Showtime delivers again
The premium cable network has a good track record with the Golden Globes, as their brand of original programming continually speaks to the preferred sensibilities of voters. This year, it happened again, as both stars of “The Comey Rule” (Jeff Daniels and Brendan Gleeson) earned nominations (in a very competitive category), as did Bryan Cranston for “Your Honor,” Don Cheadle for “Black Monday” (his first nod), and Ethan Hawke for “The Good Lord Bird.” It’s actually a bit surprising one of those limited series didn’t make it into the program race, but these are still more nominations than the network could’ve banked on. Impressive.

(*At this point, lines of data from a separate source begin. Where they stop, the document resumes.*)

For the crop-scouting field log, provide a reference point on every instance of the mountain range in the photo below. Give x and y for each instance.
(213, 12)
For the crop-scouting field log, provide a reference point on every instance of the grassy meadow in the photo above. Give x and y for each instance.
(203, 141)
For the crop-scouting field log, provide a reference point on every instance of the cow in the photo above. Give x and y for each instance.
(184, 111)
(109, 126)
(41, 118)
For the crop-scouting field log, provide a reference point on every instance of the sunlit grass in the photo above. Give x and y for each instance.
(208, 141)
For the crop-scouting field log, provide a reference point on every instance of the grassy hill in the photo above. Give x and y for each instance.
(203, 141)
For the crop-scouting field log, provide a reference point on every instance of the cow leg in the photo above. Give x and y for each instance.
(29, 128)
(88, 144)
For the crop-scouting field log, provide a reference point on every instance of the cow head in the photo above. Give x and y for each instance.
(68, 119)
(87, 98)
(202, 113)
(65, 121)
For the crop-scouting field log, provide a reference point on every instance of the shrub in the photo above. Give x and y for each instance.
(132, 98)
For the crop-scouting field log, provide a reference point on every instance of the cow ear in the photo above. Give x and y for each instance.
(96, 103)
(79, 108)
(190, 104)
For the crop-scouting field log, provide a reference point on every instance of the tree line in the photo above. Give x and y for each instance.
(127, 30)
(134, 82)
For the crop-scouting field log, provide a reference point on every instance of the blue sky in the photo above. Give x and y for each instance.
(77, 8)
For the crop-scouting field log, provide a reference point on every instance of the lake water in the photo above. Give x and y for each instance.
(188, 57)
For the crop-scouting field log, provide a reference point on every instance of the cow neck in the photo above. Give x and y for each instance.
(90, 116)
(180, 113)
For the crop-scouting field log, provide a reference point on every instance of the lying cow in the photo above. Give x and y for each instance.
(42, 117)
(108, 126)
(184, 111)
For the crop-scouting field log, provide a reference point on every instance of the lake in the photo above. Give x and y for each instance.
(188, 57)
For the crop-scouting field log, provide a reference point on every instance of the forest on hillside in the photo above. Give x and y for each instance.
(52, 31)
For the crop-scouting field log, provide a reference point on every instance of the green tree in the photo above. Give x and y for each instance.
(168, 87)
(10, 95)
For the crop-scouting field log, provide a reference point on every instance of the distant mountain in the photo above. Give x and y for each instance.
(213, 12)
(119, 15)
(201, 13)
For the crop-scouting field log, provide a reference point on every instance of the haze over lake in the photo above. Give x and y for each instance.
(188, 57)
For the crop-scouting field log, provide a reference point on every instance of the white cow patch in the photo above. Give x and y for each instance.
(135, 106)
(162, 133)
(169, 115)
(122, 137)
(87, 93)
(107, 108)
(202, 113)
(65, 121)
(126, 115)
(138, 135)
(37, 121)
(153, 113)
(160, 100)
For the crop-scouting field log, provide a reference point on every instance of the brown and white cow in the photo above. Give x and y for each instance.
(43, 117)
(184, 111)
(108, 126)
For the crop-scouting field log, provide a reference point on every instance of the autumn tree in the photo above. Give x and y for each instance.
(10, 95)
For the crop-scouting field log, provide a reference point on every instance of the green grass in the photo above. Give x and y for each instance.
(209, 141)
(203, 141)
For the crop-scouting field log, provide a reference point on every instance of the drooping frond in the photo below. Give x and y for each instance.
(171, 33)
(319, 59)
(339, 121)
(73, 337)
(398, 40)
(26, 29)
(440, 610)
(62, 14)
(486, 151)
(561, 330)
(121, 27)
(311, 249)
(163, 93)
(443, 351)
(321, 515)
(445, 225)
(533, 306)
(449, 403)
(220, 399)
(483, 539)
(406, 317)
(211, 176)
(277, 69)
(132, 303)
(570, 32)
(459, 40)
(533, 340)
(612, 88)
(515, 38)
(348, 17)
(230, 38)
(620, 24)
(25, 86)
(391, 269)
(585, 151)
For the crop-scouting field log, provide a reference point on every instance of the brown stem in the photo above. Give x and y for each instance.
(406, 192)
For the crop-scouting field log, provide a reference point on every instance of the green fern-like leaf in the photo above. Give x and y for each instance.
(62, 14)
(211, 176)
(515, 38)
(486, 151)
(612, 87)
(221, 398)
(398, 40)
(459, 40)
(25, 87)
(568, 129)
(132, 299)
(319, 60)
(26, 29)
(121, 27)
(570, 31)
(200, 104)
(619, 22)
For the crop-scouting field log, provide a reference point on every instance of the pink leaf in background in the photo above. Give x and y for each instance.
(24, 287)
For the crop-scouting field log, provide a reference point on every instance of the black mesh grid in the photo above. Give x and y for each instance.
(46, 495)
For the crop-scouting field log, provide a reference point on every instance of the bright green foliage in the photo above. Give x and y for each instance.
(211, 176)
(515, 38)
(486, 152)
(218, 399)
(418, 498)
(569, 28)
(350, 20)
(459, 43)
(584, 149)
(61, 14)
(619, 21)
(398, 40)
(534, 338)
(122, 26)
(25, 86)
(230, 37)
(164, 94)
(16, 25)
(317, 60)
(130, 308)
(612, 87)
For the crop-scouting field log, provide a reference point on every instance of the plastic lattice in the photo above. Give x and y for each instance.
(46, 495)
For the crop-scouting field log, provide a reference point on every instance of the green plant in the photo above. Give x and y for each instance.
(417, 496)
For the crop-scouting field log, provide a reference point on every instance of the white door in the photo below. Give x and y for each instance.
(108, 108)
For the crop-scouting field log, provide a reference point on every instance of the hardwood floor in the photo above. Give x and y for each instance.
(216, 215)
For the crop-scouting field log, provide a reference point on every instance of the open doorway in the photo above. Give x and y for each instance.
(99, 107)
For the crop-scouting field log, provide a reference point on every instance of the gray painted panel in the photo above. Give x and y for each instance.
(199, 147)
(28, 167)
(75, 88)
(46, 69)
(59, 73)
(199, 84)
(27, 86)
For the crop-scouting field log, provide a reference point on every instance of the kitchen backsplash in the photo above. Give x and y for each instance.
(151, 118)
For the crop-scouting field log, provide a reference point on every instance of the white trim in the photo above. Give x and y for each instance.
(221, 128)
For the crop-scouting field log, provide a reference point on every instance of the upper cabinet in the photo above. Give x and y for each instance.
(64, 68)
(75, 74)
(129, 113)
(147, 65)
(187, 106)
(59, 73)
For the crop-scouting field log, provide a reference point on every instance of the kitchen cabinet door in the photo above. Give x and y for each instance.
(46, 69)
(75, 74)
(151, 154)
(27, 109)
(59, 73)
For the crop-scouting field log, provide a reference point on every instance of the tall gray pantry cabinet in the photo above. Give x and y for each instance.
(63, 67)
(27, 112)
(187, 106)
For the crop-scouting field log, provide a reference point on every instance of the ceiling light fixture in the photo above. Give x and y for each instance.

“Small Axe” comes through, as TV
With Steve McQueen’s “collection of film films” landing on both TV and film Top 10 lists (and causing plenty of Twitter fervor over where it belonged), there was a big question as to whether formal voting bodies would accept Amazon Prime Video’s designation. Well, so far, they’re one for one. The HFPA recognized “Small Axe” in the Best Limited Series category and gave John Boyega a nod for Best Actor in a Limited Series, officially slotting it as TV and setting the series up for a long TV awards run (where it belongs).
“Normal People” is still making voters swoon
Hulu’s spring sensation could’ve gone the way of “I May Destroy You” and “Mrs. America,” as early to mid-year titles that lost steam before the Golden Globes, but the HFPA stuck by its Irish favorite. Sally Rooney’s adaptation of her own novel landed nominations for Best Limited Series and Best Actress in a Limited Series for Daisy Edgar-Jones. Paul Mescal missed out, but he got an Emmy nod when Edgar-Jones didn’t, so as of now, they’re effectively even. Which is nice.
The 78th Golden Globes will air Sunday, February 28 at 8 p.m. ET on NBC.